Friday, February 9, 2007

Musibah dan Muhasabah
MUSIBAH DAN MUHASABAH


Sepanjang tahun 2006 yang lalu, berbagai mushibah silih berganti menimpa bangsa ini. Belum kering air mata mengalir melinangi bermacam mushibah tersebut, ternyata di awal tahun 2007 ini musibah kembali menyusul seakan-akan tidak henti mendera keluarga besar kita, bangsa Indonesia. Gempa Bumi, banjir, tanah longsor, Pesawat hilang, kapal terbakar dan tenggelam, angin puting beliung, Pesawat terbakar silih berganti menerpa masyarakat sehingga menimbulkan berbagai kecemasan dan kekhawatiran yang berlebihan.
Sebagai umat beragama, tentu kita perlu melakukan muhasabah dan introspeksi atas segala musibah yang terjadi tersebut. Apakah hikmah dibalik semua MUSIBAH ini ?.
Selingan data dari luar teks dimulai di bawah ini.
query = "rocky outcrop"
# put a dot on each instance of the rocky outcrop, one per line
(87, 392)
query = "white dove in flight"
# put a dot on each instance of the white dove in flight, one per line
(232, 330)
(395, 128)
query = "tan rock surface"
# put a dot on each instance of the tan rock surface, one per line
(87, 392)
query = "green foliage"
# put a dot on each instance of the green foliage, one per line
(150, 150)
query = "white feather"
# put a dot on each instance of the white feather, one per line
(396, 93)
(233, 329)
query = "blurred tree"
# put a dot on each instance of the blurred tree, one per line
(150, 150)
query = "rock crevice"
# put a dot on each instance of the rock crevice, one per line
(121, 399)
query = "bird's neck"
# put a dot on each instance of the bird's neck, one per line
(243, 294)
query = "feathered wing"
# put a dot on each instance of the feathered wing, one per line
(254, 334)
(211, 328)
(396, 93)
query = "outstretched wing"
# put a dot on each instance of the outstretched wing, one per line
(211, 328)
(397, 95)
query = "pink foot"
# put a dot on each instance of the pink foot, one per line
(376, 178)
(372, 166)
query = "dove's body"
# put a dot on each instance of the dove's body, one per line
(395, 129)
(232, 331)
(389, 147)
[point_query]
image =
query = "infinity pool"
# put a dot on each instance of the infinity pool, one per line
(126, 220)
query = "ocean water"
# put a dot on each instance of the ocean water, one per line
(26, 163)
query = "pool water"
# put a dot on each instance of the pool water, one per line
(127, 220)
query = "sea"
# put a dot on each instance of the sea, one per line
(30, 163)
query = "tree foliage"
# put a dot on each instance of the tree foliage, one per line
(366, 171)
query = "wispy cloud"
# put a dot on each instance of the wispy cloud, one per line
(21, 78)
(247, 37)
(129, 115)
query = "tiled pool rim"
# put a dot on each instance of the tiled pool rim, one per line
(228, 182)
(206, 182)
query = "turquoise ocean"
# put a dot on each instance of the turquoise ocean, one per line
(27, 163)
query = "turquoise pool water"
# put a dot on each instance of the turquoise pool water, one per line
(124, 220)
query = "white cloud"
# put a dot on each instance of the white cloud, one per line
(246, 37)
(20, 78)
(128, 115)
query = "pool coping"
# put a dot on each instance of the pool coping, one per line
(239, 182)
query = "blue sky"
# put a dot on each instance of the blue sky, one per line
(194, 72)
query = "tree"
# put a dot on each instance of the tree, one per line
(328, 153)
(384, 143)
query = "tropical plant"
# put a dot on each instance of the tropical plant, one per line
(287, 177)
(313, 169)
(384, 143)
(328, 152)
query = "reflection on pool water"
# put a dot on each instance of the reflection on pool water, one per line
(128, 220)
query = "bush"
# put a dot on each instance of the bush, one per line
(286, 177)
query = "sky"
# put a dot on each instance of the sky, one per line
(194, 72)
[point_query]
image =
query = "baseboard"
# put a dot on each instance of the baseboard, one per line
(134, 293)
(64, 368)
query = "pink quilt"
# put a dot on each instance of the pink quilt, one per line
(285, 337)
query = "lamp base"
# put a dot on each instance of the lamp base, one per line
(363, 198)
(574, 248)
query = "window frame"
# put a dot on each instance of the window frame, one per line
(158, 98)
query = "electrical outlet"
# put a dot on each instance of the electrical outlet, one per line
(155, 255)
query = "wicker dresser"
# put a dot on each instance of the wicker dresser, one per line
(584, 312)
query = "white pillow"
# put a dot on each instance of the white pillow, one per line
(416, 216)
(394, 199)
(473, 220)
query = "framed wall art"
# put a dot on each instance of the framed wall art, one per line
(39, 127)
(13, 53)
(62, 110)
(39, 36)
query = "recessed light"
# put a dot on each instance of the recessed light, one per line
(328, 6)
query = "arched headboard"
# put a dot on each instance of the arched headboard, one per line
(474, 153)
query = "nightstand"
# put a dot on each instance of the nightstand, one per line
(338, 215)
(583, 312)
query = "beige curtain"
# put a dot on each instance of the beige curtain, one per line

 1.        UJIAN KEIMANAN.
Bagi seorang Mukmin, makna dari suatu musibah adalah sebuah wasilah (sarana) untuk menguji keimanan mereka. Sehingga akan terlihat jelas siapa diantara mereka yang jujur dalam keimanannya dan akan terlihat siapa yang dusta dalam keimanannya.
Ketika manusia hidup dalam suasana normal dan tidak terjadi guncangan, maka sulit untuk diukur apakah dia benar-benar beriman atau hanya berpura-pura saja. Dalam suasana yang normal, seseorang mudah berpura-pura bersikap baik. Padahal semua sikap baik dalam dirinya, mungkin hanya sekedar basa-basi. Kalaupun dia memberi sesuatu, hal itu karena dia memang berlebih dan barang tersebut sudah tidak disukainya. Kalau dia mendahulukan orang lain dalam jamuan makan, hal itu karena perutnya sendiri telah kenyang dan jika tidak kebagian bisa beli sendiri yang lebih lezaat. Kalau dia sedang beribadah, hal itu karena memang waktunya luang dan sudah tidak memikirkan hal-hal lainnya.
Sebaliknya ketika manusia menemui kenyataan yang lain dari biasanya; kenyataan yang lebih pahit, menyedihkan, kekurangan dan rasa takut yang berlebihan, di saat itu terlihat jelas siapakah yang hanya berbasa-basi saja dan siapakah yang bersungguh-sungguh dalam keimanan.
Dalam suasana tidak normal dan penuh goncangan; maka akan luar biasa jika seseorang memberi orang lain sesuatu, sementara dirinya sendiri masih kekurangan dan masih mencintai barang tersebut. Sangat luar biasa apabila seseorang mendahulukan orang lain dalam jamuan makan dalam kondisi seperti itu; sementara perutnya terasa sangat lapar dan tidak ada uang untuk membeli di tempat lain. Demikian pula, ketika menjalankan 'ibadah dalam kondisi waktu yang semrawut  dan pikiran kacau, merupakan sesuatu yang luar biasa.
Maka dengan datangnya musibah, keimanan seseorang menjadi terukur. Apakah dia hanya berbasa-basi dalam keimanannya, ataukah dia betul-betul serius didalamnya.
Ketika Kaum Muslimin mendapat kekalahan dalam perang Uhud, maka Allah SWT menurunkan sebuah ayat yang berbunyi:

…..وَلِيَعْلَمَ اللَّهُ الَّذِينَ آمَنُوا وَيَتَّخِذَ مِنْكُمْ شُهَدَاءَ وَاللَّهُ لَا يُحِبُّ الظَّالِمِينَ


"….dan supaya Allah membedakan orang-orang yang beriman (dengan orang-orang kafir) dan supaya sebagian kamu dijadikan-Nya (gugur sebagai) syuhada' dan Allah tidak menyukai orang-orang yang dhalim” (QS. Ali Imran [3] :140).
Musibah merupakan saringan, sehingga orang-orang yang jujur imannya akan berkumpul dalan satu barisan bersama pasukan Allah sedangkan mereka yang dusta imannya akan terjerumus dalam kesesatan bersama orang-orang sesat.

2. MENINGKATKAN PAHALA.
Musibah bisa juga sebagai sarana bagi Allah untuk meningkatkan pahala bagi seorang Mu'min, dengan catatan, ia ridha dengan semua musibah.
"Sesungguhnya besarnya pahala itu tergantung kepada besarnya ujian bala', dan sesungguhnya siapa saja yang ridha (terhadap ujian/bala') maka ia mendapat keridhaan Allah…." (HR. At Tirmidzi).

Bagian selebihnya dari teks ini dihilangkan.